The 873-square-metre complex comprises four buildings with two apartments in each. A covered walkway runs the longitudinal axis of the building, connecting twin shared courtyards designed to aid air circulation.
It forms part of a theme of pairs, prevalent throughout the Aldea Ka'a project.
"‘Ka'a is the Mayan word for the number two, which is a recurring number in this project: the main pergola splits the project in two and connects with two streets on the outside, the complex has two common areas and the buildings are duplexes," Figueroa told Dezeen.
The open layout lets residents cohabitate in common areas and form their own aldea, or village.
Instead of solid barriers, endemic flora was planted to create privacy, but allow ample natural light. The studio also preserved as many existing trees on the plot as possible.
"We wanted to respect nature, so we placed the buildings in areas without trees," Figueroa said.
"The path is a whole sensorial and receptive experience by being completely surrounded by plants of the region," he continued. "Even the main hall is interrupted and embellished by two trees with a height of more than six metres."

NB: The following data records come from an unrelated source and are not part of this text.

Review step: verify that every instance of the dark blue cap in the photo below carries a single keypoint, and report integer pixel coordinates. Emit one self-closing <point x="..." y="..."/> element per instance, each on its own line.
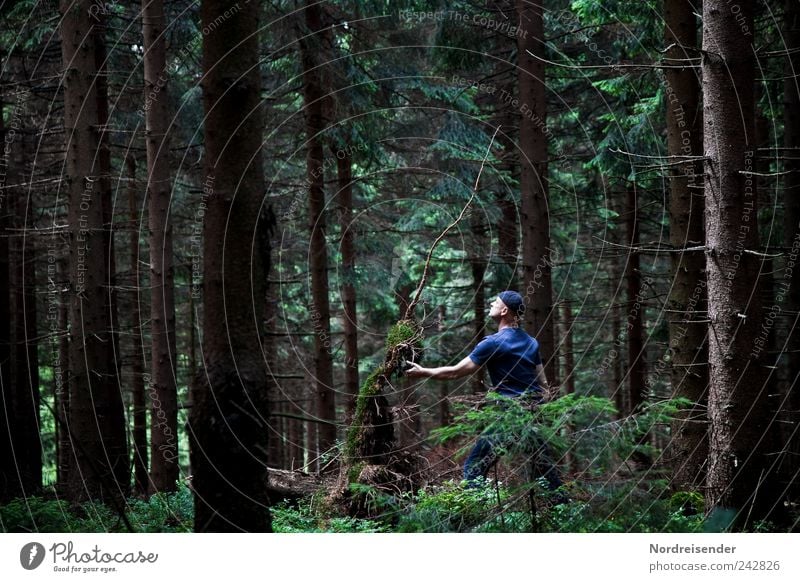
<point x="513" y="301"/>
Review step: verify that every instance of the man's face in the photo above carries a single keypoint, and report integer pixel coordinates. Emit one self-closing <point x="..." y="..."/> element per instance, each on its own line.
<point x="497" y="309"/>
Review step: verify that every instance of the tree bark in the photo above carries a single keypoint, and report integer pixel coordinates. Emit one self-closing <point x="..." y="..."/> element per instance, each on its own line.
<point x="62" y="369"/>
<point x="634" y="321"/>
<point x="228" y="422"/>
<point x="8" y="487"/>
<point x="791" y="203"/>
<point x="27" y="441"/>
<point x="345" y="175"/>
<point x="478" y="265"/>
<point x="569" y="348"/>
<point x="97" y="420"/>
<point x="314" y="98"/>
<point x="163" y="390"/>
<point x="536" y="264"/>
<point x="141" y="478"/>
<point x="687" y="301"/>
<point x="736" y="400"/>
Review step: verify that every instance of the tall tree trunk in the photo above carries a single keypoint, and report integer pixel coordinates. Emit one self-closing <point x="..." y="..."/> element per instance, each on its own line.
<point x="634" y="320"/>
<point x="736" y="399"/>
<point x="478" y="265"/>
<point x="27" y="441"/>
<point x="103" y="185"/>
<point x="345" y="174"/>
<point x="62" y="368"/>
<point x="97" y="419"/>
<point x="536" y="264"/>
<point x="163" y="389"/>
<point x="8" y="487"/>
<point x="296" y="451"/>
<point x="686" y="305"/>
<point x="228" y="421"/>
<point x="314" y="98"/>
<point x="140" y="473"/>
<point x="569" y="348"/>
<point x="791" y="202"/>
<point x="274" y="392"/>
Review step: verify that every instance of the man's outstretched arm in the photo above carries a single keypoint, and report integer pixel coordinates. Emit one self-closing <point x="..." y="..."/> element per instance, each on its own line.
<point x="464" y="368"/>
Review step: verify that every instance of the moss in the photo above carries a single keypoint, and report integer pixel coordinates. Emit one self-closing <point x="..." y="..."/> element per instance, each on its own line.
<point x="369" y="388"/>
<point x="354" y="472"/>
<point x="403" y="331"/>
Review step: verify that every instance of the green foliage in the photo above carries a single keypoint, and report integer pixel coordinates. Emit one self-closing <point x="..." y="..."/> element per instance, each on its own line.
<point x="163" y="512"/>
<point x="453" y="508"/>
<point x="306" y="518"/>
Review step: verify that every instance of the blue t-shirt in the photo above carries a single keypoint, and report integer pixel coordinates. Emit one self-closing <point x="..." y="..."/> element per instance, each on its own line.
<point x="511" y="356"/>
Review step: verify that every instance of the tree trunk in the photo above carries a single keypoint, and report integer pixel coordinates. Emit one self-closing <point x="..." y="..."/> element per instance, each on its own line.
<point x="163" y="389"/>
<point x="97" y="420"/>
<point x="62" y="369"/>
<point x="345" y="175"/>
<point x="791" y="202"/>
<point x="736" y="400"/>
<point x="140" y="473"/>
<point x="569" y="348"/>
<point x="314" y="98"/>
<point x="536" y="264"/>
<point x="687" y="304"/>
<point x="478" y="264"/>
<point x="228" y="421"/>
<point x="27" y="441"/>
<point x="275" y="393"/>
<point x="8" y="487"/>
<point x="634" y="321"/>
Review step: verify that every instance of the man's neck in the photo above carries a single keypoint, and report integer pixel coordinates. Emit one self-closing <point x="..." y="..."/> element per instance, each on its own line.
<point x="505" y="324"/>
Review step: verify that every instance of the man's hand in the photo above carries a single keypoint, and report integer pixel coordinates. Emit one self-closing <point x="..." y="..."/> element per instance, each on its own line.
<point x="550" y="392"/>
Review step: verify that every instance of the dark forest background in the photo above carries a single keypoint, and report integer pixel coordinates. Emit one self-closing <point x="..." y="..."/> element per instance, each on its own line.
<point x="225" y="225"/>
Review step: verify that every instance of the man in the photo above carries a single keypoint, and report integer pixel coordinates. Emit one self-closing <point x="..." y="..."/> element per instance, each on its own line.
<point x="515" y="368"/>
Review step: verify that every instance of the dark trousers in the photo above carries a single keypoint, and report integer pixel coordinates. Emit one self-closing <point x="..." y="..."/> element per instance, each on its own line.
<point x="485" y="454"/>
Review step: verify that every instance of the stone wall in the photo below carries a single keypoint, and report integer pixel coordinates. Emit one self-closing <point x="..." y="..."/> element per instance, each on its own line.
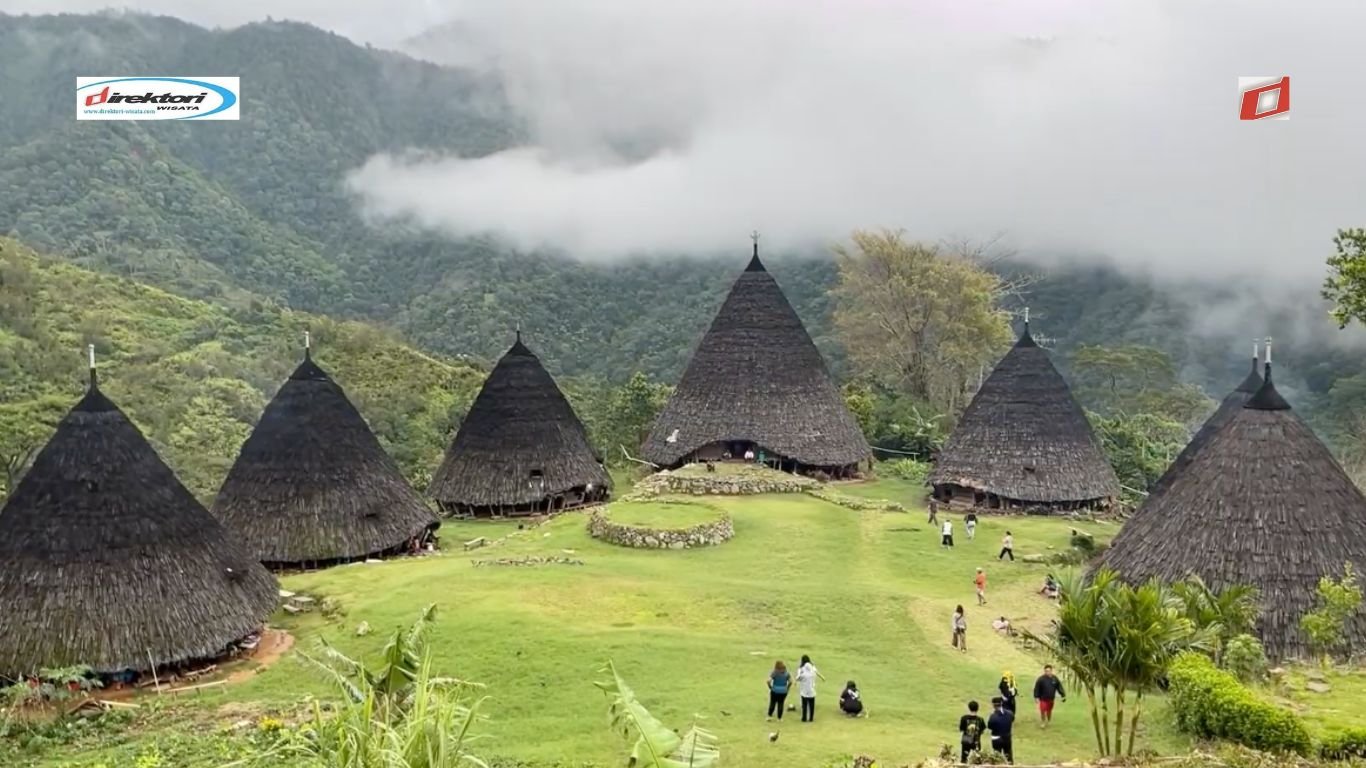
<point x="720" y="484"/>
<point x="704" y="535"/>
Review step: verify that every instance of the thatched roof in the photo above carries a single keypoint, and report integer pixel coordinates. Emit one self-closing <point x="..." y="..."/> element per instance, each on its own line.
<point x="1231" y="405"/>
<point x="105" y="559"/>
<point x="757" y="377"/>
<point x="1262" y="503"/>
<point x="312" y="484"/>
<point x="1025" y="437"/>
<point x="519" y="424"/>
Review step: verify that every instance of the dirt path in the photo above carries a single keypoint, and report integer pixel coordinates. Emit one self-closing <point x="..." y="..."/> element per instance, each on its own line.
<point x="273" y="645"/>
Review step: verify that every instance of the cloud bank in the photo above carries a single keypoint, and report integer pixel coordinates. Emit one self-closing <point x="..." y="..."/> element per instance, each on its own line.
<point x="1074" y="127"/>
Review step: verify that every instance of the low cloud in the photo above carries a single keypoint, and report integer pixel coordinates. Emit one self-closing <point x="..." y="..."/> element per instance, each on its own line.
<point x="1094" y="130"/>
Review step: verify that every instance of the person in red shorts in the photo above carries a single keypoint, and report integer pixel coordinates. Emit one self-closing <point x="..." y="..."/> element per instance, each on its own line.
<point x="1047" y="689"/>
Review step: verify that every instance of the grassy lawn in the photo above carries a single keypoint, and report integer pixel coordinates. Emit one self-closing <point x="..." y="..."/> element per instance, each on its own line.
<point x="866" y="595"/>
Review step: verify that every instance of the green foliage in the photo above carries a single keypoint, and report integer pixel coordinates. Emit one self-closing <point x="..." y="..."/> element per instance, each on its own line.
<point x="1346" y="744"/>
<point x="1135" y="379"/>
<point x="911" y="470"/>
<point x="1139" y="447"/>
<point x="395" y="679"/>
<point x="1245" y="659"/>
<point x="1210" y="703"/>
<point x="917" y="317"/>
<point x="654" y="745"/>
<point x="432" y="730"/>
<point x="1346" y="282"/>
<point x="1336" y="600"/>
<point x="1228" y="612"/>
<point x="1115" y="637"/>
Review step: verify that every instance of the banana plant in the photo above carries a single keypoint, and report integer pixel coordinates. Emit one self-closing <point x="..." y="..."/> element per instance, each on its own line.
<point x="656" y="745"/>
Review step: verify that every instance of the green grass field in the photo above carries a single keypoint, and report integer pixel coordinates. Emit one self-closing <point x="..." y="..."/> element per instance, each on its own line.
<point x="866" y="595"/>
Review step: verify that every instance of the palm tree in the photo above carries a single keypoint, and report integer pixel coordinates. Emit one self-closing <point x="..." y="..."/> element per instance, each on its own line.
<point x="1111" y="636"/>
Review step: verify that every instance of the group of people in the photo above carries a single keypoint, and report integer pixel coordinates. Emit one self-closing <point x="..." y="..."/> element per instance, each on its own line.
<point x="780" y="682"/>
<point x="970" y="524"/>
<point x="1000" y="724"/>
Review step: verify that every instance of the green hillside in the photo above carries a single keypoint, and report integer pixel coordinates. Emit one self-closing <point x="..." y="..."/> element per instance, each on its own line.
<point x="257" y="211"/>
<point x="196" y="376"/>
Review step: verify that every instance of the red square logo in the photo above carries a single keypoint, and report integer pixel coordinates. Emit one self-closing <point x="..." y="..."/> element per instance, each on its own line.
<point x="1264" y="99"/>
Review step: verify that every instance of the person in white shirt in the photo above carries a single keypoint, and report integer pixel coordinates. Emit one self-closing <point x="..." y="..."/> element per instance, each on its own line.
<point x="806" y="675"/>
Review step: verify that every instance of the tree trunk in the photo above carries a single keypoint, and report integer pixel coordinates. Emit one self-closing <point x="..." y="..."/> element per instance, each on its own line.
<point x="1119" y="720"/>
<point x="1096" y="719"/>
<point x="1105" y="750"/>
<point x="1133" y="723"/>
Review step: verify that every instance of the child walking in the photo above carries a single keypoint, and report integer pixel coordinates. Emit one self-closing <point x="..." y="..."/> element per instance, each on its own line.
<point x="806" y="675"/>
<point x="1007" y="547"/>
<point x="779" y="682"/>
<point x="959" y="630"/>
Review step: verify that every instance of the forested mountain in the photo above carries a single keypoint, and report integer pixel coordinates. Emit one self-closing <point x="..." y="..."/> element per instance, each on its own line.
<point x="254" y="216"/>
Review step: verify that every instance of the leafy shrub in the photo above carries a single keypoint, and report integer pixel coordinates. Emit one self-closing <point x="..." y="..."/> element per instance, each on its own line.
<point x="1344" y="745"/>
<point x="913" y="470"/>
<point x="1083" y="543"/>
<point x="1245" y="657"/>
<point x="1210" y="703"/>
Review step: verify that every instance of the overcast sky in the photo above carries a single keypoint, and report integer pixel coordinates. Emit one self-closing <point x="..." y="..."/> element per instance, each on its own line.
<point x="1075" y="126"/>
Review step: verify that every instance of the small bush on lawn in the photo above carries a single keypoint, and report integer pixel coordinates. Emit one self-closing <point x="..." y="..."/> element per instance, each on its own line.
<point x="1344" y="745"/>
<point x="1210" y="703"/>
<point x="904" y="469"/>
<point x="1245" y="657"/>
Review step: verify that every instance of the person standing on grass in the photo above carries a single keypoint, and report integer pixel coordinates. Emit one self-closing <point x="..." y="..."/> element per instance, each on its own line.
<point x="970" y="729"/>
<point x="1047" y="689"/>
<point x="1008" y="690"/>
<point x="806" y="675"/>
<point x="1001" y="723"/>
<point x="779" y="683"/>
<point x="1007" y="547"/>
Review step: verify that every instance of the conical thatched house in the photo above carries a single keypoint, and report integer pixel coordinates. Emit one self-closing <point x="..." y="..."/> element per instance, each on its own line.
<point x="312" y="485"/>
<point x="107" y="560"/>
<point x="757" y="383"/>
<point x="1231" y="405"/>
<point x="1262" y="503"/>
<point x="1023" y="443"/>
<point x="521" y="450"/>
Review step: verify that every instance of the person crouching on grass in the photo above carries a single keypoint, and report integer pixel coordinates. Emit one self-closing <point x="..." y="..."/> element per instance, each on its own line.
<point x="851" y="703"/>
<point x="779" y="683"/>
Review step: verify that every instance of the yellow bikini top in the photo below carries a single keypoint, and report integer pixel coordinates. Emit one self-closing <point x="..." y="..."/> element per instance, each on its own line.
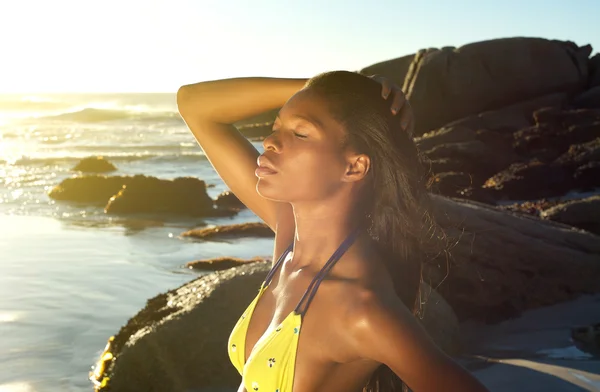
<point x="271" y="364"/>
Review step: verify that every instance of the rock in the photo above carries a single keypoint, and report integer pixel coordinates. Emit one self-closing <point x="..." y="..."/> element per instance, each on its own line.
<point x="181" y="196"/>
<point x="178" y="341"/>
<point x="94" y="165"/>
<point x="530" y="207"/>
<point x="587" y="338"/>
<point x="94" y="189"/>
<point x="594" y="65"/>
<point x="220" y="263"/>
<point x="564" y="118"/>
<point x="586" y="176"/>
<point x="228" y="199"/>
<point x="448" y="134"/>
<point x="502" y="263"/>
<point x="589" y="99"/>
<point x="480" y="159"/>
<point x="451" y="184"/>
<point x="444" y="165"/>
<point x="551" y="140"/>
<point x="255" y="229"/>
<point x="530" y="180"/>
<point x="395" y="69"/>
<point x="453" y="83"/>
<point x="511" y="118"/>
<point x="584" y="214"/>
<point x="581" y="154"/>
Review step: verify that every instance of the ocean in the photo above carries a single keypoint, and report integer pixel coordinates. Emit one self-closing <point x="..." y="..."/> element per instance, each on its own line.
<point x="70" y="275"/>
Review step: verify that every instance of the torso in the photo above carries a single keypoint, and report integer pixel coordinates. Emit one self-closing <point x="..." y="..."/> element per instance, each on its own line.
<point x="324" y="362"/>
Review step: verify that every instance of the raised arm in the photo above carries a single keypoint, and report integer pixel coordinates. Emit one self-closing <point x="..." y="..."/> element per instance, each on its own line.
<point x="210" y="108"/>
<point x="388" y="333"/>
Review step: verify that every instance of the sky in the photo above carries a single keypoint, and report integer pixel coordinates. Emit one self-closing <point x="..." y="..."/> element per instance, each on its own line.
<point x="159" y="45"/>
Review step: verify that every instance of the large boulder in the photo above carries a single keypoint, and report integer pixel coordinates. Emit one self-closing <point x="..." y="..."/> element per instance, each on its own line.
<point x="93" y="189"/>
<point x="94" y="165"/>
<point x="178" y="341"/>
<point x="395" y="69"/>
<point x="584" y="214"/>
<point x="228" y="199"/>
<point x="500" y="264"/>
<point x="251" y="229"/>
<point x="181" y="196"/>
<point x="452" y="83"/>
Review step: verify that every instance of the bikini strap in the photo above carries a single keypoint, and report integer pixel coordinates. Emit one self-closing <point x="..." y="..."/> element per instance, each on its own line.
<point x="311" y="291"/>
<point x="276" y="266"/>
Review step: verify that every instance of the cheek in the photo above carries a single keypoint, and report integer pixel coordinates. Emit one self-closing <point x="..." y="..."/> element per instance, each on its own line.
<point x="306" y="174"/>
<point x="315" y="168"/>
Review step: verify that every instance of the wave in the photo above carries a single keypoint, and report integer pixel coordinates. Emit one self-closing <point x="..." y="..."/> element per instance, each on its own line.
<point x="33" y="105"/>
<point x="72" y="160"/>
<point x="95" y="115"/>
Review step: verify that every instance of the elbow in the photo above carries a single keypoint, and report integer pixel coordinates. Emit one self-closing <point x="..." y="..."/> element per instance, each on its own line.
<point x="182" y="97"/>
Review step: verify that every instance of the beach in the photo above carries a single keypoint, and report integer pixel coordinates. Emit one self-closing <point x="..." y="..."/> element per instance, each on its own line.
<point x="71" y="276"/>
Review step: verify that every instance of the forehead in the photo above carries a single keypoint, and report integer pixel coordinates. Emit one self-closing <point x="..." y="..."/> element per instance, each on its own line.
<point x="313" y="107"/>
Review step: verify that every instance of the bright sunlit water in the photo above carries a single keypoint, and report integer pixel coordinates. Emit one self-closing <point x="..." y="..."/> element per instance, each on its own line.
<point x="71" y="276"/>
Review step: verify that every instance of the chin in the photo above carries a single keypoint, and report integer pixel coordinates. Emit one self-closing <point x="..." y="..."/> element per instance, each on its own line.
<point x="268" y="190"/>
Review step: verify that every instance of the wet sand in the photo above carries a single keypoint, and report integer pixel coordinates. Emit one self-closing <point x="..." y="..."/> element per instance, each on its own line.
<point x="535" y="352"/>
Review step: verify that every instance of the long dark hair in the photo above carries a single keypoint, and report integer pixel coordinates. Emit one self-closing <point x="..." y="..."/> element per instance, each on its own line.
<point x="395" y="203"/>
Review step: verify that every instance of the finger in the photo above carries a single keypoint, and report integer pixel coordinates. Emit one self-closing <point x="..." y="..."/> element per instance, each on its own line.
<point x="406" y="117"/>
<point x="399" y="101"/>
<point x="386" y="88"/>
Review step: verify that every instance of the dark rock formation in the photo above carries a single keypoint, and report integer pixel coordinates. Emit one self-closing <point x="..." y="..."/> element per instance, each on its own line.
<point x="584" y="214"/>
<point x="181" y="196"/>
<point x="178" y="341"/>
<point x="228" y="200"/>
<point x="220" y="263"/>
<point x="140" y="194"/>
<point x="94" y="165"/>
<point x="95" y="189"/>
<point x="500" y="265"/>
<point x="395" y="69"/>
<point x="589" y="99"/>
<point x="452" y="83"/>
<point x="504" y="263"/>
<point x="254" y="229"/>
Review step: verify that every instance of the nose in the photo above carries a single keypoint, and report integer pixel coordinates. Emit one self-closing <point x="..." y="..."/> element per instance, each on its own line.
<point x="272" y="142"/>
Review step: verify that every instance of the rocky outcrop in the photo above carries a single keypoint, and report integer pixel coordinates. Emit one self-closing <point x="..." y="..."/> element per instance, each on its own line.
<point x="584" y="214"/>
<point x="395" y="69"/>
<point x="556" y="154"/>
<point x="503" y="263"/>
<point x="94" y="189"/>
<point x="228" y="199"/>
<point x="253" y="229"/>
<point x="178" y="341"/>
<point x="181" y="196"/>
<point x="500" y="265"/>
<point x="452" y="83"/>
<point x="220" y="263"/>
<point x="140" y="194"/>
<point x="94" y="165"/>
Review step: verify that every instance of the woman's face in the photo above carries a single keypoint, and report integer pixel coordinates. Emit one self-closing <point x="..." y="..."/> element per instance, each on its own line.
<point x="305" y="152"/>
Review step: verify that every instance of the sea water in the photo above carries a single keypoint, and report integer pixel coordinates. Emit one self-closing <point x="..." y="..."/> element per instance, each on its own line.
<point x="70" y="275"/>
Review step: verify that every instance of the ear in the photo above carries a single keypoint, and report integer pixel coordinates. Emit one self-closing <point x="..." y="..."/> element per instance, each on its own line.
<point x="357" y="167"/>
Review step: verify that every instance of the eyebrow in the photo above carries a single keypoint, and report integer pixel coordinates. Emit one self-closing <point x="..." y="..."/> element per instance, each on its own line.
<point x="311" y="120"/>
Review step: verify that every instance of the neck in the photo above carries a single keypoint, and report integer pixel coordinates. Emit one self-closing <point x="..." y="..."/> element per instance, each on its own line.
<point x="320" y="229"/>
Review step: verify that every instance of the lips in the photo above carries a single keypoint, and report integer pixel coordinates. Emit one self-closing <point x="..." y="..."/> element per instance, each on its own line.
<point x="265" y="167"/>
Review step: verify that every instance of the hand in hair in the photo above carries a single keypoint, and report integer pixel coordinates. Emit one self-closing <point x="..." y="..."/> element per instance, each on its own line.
<point x="400" y="105"/>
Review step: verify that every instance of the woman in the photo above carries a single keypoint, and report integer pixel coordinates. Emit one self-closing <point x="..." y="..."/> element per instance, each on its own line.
<point x="341" y="185"/>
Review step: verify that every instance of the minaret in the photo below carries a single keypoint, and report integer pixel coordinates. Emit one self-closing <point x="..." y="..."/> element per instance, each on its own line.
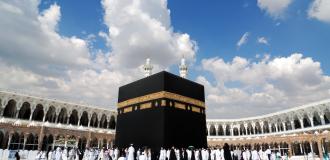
<point x="147" y="68"/>
<point x="183" y="68"/>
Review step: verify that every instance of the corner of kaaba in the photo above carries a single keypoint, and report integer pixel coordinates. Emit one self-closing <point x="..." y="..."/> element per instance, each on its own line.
<point x="161" y="110"/>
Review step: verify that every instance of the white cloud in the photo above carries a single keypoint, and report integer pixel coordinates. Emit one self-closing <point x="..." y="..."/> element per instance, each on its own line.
<point x="320" y="10"/>
<point x="243" y="39"/>
<point x="142" y="29"/>
<point x="275" y="8"/>
<point x="262" y="40"/>
<point x="264" y="86"/>
<point x="36" y="58"/>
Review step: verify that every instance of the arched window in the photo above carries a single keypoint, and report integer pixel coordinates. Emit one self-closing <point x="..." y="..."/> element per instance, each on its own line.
<point x="73" y="117"/>
<point x="316" y="119"/>
<point x="94" y="120"/>
<point x="82" y="144"/>
<point x="38" y="113"/>
<point x="94" y="143"/>
<point x="242" y="129"/>
<point x="84" y="119"/>
<point x="51" y="114"/>
<point x="212" y="130"/>
<point x="10" y="109"/>
<point x="47" y="142"/>
<point x="112" y="124"/>
<point x="25" y="111"/>
<point x="220" y="130"/>
<point x="17" y="141"/>
<point x="258" y="128"/>
<point x="235" y="130"/>
<point x="227" y="131"/>
<point x="2" y="138"/>
<point x="266" y="127"/>
<point x="296" y="123"/>
<point x="306" y="121"/>
<point x="31" y="142"/>
<point x="103" y="122"/>
<point x="63" y="116"/>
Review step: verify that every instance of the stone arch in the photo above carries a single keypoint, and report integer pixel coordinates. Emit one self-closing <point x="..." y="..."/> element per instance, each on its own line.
<point x="266" y="127"/>
<point x="17" y="141"/>
<point x="103" y="121"/>
<point x="51" y="114"/>
<point x="220" y="130"/>
<point x="62" y="116"/>
<point x="227" y="130"/>
<point x="306" y="121"/>
<point x="316" y="119"/>
<point x="73" y="117"/>
<point x="258" y="128"/>
<point x="38" y="113"/>
<point x="112" y="122"/>
<point x="94" y="120"/>
<point x="84" y="119"/>
<point x="25" y="111"/>
<point x="31" y="142"/>
<point x="10" y="109"/>
<point x="212" y="130"/>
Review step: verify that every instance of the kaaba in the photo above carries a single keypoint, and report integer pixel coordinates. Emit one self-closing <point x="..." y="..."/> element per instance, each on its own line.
<point x="161" y="110"/>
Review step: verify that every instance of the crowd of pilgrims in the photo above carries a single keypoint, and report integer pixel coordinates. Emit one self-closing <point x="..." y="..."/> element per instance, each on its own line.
<point x="173" y="153"/>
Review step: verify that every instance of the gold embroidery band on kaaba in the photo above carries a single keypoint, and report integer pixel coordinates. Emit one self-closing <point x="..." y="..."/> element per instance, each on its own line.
<point x="162" y="94"/>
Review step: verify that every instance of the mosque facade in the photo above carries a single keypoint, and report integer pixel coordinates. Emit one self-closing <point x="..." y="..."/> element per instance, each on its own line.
<point x="31" y="123"/>
<point x="35" y="123"/>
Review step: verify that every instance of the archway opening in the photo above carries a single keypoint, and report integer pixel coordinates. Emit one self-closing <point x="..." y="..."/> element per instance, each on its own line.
<point x="25" y="111"/>
<point x="38" y="113"/>
<point x="73" y="117"/>
<point x="51" y="115"/>
<point x="63" y="116"/>
<point x="84" y="119"/>
<point x="10" y="109"/>
<point x="112" y="122"/>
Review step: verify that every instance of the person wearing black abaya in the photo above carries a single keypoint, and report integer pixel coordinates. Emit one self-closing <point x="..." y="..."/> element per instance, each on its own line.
<point x="172" y="154"/>
<point x="226" y="152"/>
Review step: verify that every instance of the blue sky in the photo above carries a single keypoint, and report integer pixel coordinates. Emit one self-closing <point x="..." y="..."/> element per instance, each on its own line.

Aldea Ka'a boasts two outdoor swimming pools for its residents. "We had to move one of them by 2.5 metres because we didn't want to harm the surrounding tree roots," Figueroa said.
"This is why they are in two different environments: one is in a very sunny, open space and the other is fully covered by trees."
Almost all materials used in the construction were sourced from the region, including tzalam wood, steel and beams. Inside, the floors and walls are also covered in polished chukum – a finish made from tree resin and limestone – while the exterior wall is made of Mayan stone slab.
"We sliced and piled up each one lying down leaving the exposed edge," said the architect. "As a result, we have a stone wall with edges that emphasise the shadows and textures."
"This project was very well received by the community and the whole complex was occupied in less than 30 days." he added.
Over the last decade Tulum has transformed from a tranquil fishing village into a lively tourist destination with Mexico's largest population growth.
A number of design-focused accommodation options have opened up in response to its transition, including the Tulum Treehouse, which is surrounded by dense tropical foliage, and Keva hotel, composed of a "small village" of guest lodges.
Photography is by Pablo Garcia Figueroa.